ASSEMBLY LINE: Many of Bush's pardons will focus on crimes committed in the name of the "war on terror"
Prediction: Before leaving office, President Bush will issue a shockingly large number of presidential pardons to operatives who, with the administration’s blessing, ventured far outside the law to wage Bush’s “war on terror.” Bush may even owe some of his underlings use of the pardon pen, since they relied in good faith on radical legal opinions crafted by White House lawyers to justify an “anything goes” response to enemies real and imagined.

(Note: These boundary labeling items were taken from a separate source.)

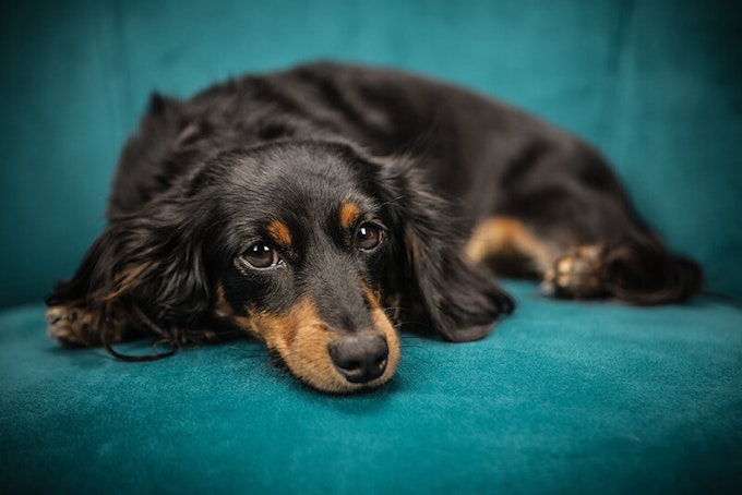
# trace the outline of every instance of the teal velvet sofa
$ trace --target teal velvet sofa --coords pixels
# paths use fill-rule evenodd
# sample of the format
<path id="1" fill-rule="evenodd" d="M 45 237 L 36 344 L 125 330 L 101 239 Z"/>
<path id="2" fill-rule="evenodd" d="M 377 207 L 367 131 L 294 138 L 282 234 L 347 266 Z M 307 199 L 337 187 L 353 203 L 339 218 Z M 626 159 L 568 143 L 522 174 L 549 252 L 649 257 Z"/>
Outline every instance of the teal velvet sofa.
<path id="1" fill-rule="evenodd" d="M 3 493 L 740 493 L 742 14 L 733 2 L 29 1 L 0 7 Z M 403 336 L 396 377 L 310 390 L 252 340 L 153 363 L 49 340 L 151 90 L 332 58 L 577 132 L 668 243 L 686 305 L 543 299 L 487 339 Z M 147 351 L 133 342 L 123 350 Z"/>

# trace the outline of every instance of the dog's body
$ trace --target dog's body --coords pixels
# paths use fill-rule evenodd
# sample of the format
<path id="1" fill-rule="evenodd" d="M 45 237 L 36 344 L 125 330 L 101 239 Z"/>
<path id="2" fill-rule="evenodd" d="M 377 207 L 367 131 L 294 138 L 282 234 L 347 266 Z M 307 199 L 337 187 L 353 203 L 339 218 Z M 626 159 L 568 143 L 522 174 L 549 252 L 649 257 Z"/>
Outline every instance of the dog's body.
<path id="1" fill-rule="evenodd" d="M 53 337 L 110 350 L 151 334 L 177 348 L 239 329 L 327 391 L 386 382 L 398 325 L 484 337 L 513 309 L 486 265 L 567 298 L 669 303 L 701 285 L 575 137 L 349 65 L 154 96 L 108 217 L 48 299 Z"/>

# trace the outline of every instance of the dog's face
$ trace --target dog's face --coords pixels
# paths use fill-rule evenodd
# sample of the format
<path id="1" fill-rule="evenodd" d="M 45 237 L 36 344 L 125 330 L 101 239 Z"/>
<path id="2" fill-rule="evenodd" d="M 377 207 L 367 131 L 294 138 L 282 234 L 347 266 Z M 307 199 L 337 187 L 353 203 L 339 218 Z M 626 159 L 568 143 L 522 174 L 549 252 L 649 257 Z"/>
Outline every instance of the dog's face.
<path id="1" fill-rule="evenodd" d="M 112 219 L 50 304 L 84 304 L 104 341 L 239 327 L 306 384 L 349 393 L 394 375 L 399 325 L 475 340 L 512 310 L 465 241 L 404 162 L 277 142 L 219 155 Z"/>
<path id="2" fill-rule="evenodd" d="M 395 233 L 380 200 L 359 188 L 361 165 L 326 147 L 220 159 L 226 176 L 208 170 L 198 193 L 216 202 L 207 247 L 216 313 L 313 387 L 386 382 L 399 360 L 385 312 Z"/>

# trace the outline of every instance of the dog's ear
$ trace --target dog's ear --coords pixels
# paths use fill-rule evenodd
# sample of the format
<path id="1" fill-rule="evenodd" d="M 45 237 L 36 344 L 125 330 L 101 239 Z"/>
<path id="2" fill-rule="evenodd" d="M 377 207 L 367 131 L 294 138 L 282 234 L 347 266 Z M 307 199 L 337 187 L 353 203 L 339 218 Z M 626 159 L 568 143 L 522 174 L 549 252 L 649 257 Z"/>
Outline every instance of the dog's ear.
<path id="1" fill-rule="evenodd" d="M 452 218 L 447 201 L 430 192 L 405 162 L 380 172 L 384 204 L 392 218 L 393 263 L 400 267 L 403 324 L 427 323 L 451 341 L 478 340 L 511 313 L 513 299 L 465 254 L 466 232 Z"/>
<path id="2" fill-rule="evenodd" d="M 210 302 L 200 224 L 181 205 L 165 202 L 111 220 L 47 305 L 87 318 L 83 345 L 132 331 L 185 343 Z"/>

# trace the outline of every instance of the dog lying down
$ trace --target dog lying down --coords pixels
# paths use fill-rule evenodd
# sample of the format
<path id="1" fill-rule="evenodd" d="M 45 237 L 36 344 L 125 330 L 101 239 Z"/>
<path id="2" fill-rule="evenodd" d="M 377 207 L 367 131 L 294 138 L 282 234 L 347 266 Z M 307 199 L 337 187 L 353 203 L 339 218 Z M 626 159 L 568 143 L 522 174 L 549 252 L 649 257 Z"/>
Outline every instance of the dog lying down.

Pardons will be the only effective device by which Bush can give absolute protection to his underlings. Otherwise they may face prosecution under a new administration. Attorney General Alberto Gonzales’s efforts to convince Congress to enact legislation that would protect administration, intelligence, and military operatives from prosecution for illegal acts committed in the war on terror may fail to gain approval. And even if Gonzales convinces this highly partisan Republican-controlled Congress, a future Congress could repeal Gonzales’s protective statute. A presidential pardon, on the other hand, is final.
The Bushies’ concern grows out of recent developments. Congress, under the leadership of Republican senators John McCain, of Arizona, and Arlen Specter, of Pennsylvania, has expressed unease over the administration’s aggressive claims that a “war-time president” may override legal restrictions in order to protect the nation from its enemies, particularly in the areas of torture and citizen privacy. Even more threatening to the administration have been rumblings about war crimes from the current Congressional minority. And then there’s been a series of Supreme Court decisions explicitly rejecting some of the president’s more grandiose claims to unfettered executive power.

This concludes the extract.